For decades, understanding the code better than anyone was an engineer's most valuable skill. The models have that now - and that turns out to be good news. Here's how we moved human review from the diff to the spec, kept the deep dives for code that warrants them, and used what it freed up to take intellectual control of the whole system, not just the code.

There is far more code in the world than there was two years ago, and a fast-growing share of it was never typed by a human. The models got good enough that most teams now let them write - and, increasingly, trust what comes back. Which surfaces a question the industry keeps circling and never quite says out loud: does all of that code still need a person to review it?

The question we keep not quite asking

For now, the answer is yes - because the models still slip more often than a careful human does, especially at the volume they produce. There's simply so much code that checking it has become its own job.

But that gap is closing from both sides. The models keep getting better, and an AI reviewer on every pull request catches more than a tired human ever did. We run one; it's real leverage, and if you ship with agents and you don't, you should. Code quality, the thing everyone is anxious about today, is the kind of problem that gets solved over time.

So play it forward. Suppose it is solved - the models stop making more mistakes than we do, the reviewers close the rest of the gap, and bugs stop being the thing that keeps you up at night. Is human review finished then? Is there anything left for an engineer to hold?

What's left isn't bugs. It's understanding.

There is, and it was never really about bugs. It's understanding - knowing what the code does, why it's shaped the way it is, what breaks if you touch it. The name for that is intellectual control, the thing Dijkstra worried about back in 1972, when he reminded us a program still has to fit inside one head - "the strictly limited size of his own skull."

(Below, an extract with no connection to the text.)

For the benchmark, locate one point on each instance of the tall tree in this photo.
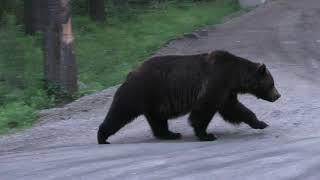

For most of software's history, that was the most valuable thing an engineer had. Peter Naur put it sharply in 1985: the real product of programming isn't the text, it's a theory of the system that lives in the programmers' minds - so much so that "the death of a program happens when the programmer team possessing its theory is dissolved," even while the binary keeps running. The person who held that theory - who could trace any behavior to its cause without looking it up - was the one a company paid the most and feared losing. Intellectual control of the code was the skill.

And it's the skill the models just learned. Point Claude at a file and it reads, explains, and traces it about as well as the engineer who's prized for doing so - and far faster. Code-level intellectual control, the scarce and expensive thing, is quietly becoming a commodity. If your value was that you understood the code better than the people around you, the floor is moving.

There's one catch, and it's the important one: the model understands the code in front of it brilliantly, but it doesn't keep that understanding. As Sean Goedecke puts it, "AI agents can't retain theories of the codebase. They have to build their theory from scratch every time." The model is a superb momentary reader and a hopeless long-term owner. The persistent theory of the system still has to live in a human.

So the question for engineers isn't whether they've been replaced. It's narrower and more useful: if the model now owns code-level understanding, where should a human's understanding go?

The level nobody held

Up. To the one level intellectual control almost never reached: the whole system.

Be honest about the old world. Individuals held their files, their service, their corner of the map. But the understanding of how the entire thing fit together - across services, across teams, across the years - usually sagged. It lived in nobody's head, or in one over-subscribed person's, or it rotted as people churned and walked out the door with their theory. We tolerated that gap because holding the whole system was a luxury almost nobody could afford: the human budget was already spent, line by line, on the code.

That's what changes. The models can hold the code now. Which frees the scarce human attention that used to go there for the thing we never had the budget for - taking intellectual control of the system. Not "understand less." Understand higher. The frontier moves from "I know this function cold" to "I know how this whole machine behaves" - the more valuable understanding it was always too expensive to have.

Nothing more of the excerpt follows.